Deeper Debt Isn’t Stopping Millennial Buyers – Industry Outlook

By December 12, 2017Industry Outlook

Consumers Maintain Upbeat Housing Attitude – According to Fannie Mae’s latest Home Purchase Sentiment Index, consumer optimism in the housing market is growing. The share of respondents who say now is a good time to buy a home increased 7 percentage points from October to November. Overall, Fannie Mae’s housing index in November neared its all-time high, which was set in September. “These results are consistent with our expectation that the housing market will continue its modest expansion going forward,” says Doug Duncan, Fannie Mae’s chief economist. However, Duncan cautions that “next month’s survey should offer the public a first look at the influence that potential tax reform may have on consumers’ views toward housing and the broader economy.”

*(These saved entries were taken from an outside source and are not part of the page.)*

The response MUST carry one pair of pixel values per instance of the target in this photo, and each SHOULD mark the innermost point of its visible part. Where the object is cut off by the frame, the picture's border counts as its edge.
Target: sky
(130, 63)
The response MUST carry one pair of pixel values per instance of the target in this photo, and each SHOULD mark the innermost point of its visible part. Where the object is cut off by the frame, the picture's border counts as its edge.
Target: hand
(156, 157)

Deeper Debt Isn’t Stopping Millennial Buyers – Based on®’s research team, millennials are taking out the greatest share of all new mortgages and buying homes across price ranges. The research team analyzed records for more than 3.2 million mortgages originated from January 2013 to October 2017 and divided it by age groups. “It’s a mixed bag for millennials,” says Danielle Hale,®’s chief economist. Young adults born between 1982 and 2000 continue to face not only student loan burdens but also higher home prices that are growing faster than wages. Compared to other generations, millennials are narrowing the gap in the price of homes they’re purchasing. In September, millennials obtained mortgages on homes with a median purchase price of $237,000. Generation Xers (born between 1965 and 1981) purchased homes with mortgages on a median price of $280,000, and baby boomers (born between 1946 and 1964) purchased at $258,000.

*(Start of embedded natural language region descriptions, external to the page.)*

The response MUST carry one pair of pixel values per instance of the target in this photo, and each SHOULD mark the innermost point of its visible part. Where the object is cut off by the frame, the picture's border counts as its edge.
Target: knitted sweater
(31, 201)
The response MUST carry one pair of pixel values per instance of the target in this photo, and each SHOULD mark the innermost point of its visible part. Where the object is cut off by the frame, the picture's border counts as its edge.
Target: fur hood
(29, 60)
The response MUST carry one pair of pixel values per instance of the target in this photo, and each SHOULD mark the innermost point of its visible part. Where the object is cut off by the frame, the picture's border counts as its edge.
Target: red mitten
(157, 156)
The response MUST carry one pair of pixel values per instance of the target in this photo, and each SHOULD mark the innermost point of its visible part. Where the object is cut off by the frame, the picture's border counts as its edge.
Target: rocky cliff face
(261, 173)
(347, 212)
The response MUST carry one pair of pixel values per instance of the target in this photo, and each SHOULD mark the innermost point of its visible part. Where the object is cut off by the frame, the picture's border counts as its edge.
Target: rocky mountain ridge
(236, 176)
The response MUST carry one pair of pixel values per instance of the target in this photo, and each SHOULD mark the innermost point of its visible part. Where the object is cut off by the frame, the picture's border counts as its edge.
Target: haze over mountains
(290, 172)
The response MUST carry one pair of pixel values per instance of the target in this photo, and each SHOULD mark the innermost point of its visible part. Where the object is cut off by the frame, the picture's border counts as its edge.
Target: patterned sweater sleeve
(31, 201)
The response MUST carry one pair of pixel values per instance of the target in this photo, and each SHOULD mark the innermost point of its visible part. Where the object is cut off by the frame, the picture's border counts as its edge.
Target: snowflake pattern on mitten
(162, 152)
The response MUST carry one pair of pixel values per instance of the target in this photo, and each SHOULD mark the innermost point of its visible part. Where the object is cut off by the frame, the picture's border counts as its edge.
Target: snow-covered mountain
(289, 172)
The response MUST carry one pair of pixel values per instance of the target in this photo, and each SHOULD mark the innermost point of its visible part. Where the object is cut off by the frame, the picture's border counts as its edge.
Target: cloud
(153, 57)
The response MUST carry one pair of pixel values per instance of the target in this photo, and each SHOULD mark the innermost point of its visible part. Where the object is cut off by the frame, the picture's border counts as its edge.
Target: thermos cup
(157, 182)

Housing Trend to Watch: The “Surban” – According to McKissock Learning and Superior School of Real Estate, suburban and urban areas are combining to create a new kind of living style known as the “surban.” Many in the real estate industry are predicting it to be one of the hottest housing trends to watch heading into the new year. A surban offers greater walkability to retail and restaurants from a home or apartment, but in a suburban area. It’s a blend of both suburbia and city life. Previously, urban planners dubbed these areas “mixed-use.” These spots tend to be anchored by highly rated schools, low crime rates, and shopping areas within walking distance. Surbans are dominated by several housing options, such as single-family residences, condos, and townhomes, explains Len Elder, an instructor at McKissock Learning and Superior School of Real Estate, in a recent article at RISMedia.

FHA to Increase Loan Limits in 2018 – The Federal Housing Administration announced that it will increase its loan limits in most areas of the country in 2018, following on the heels of the Federal Housing Finance Agency. The FHFA had announced new limits for loans eligible for purchase or guarantee by Fannie Mae and Freddie Mac on November 28th. In high-cost areas of the country, the FHA’s ceiling on loan limits will rise from $636,150 to $679,650, according to the Department of Housing and Urban Development. In addition, the national mortgage limit for FHA-insured reverse mortgages, known as home equity conversion mortgages, will rise from $636,150 to $679,650.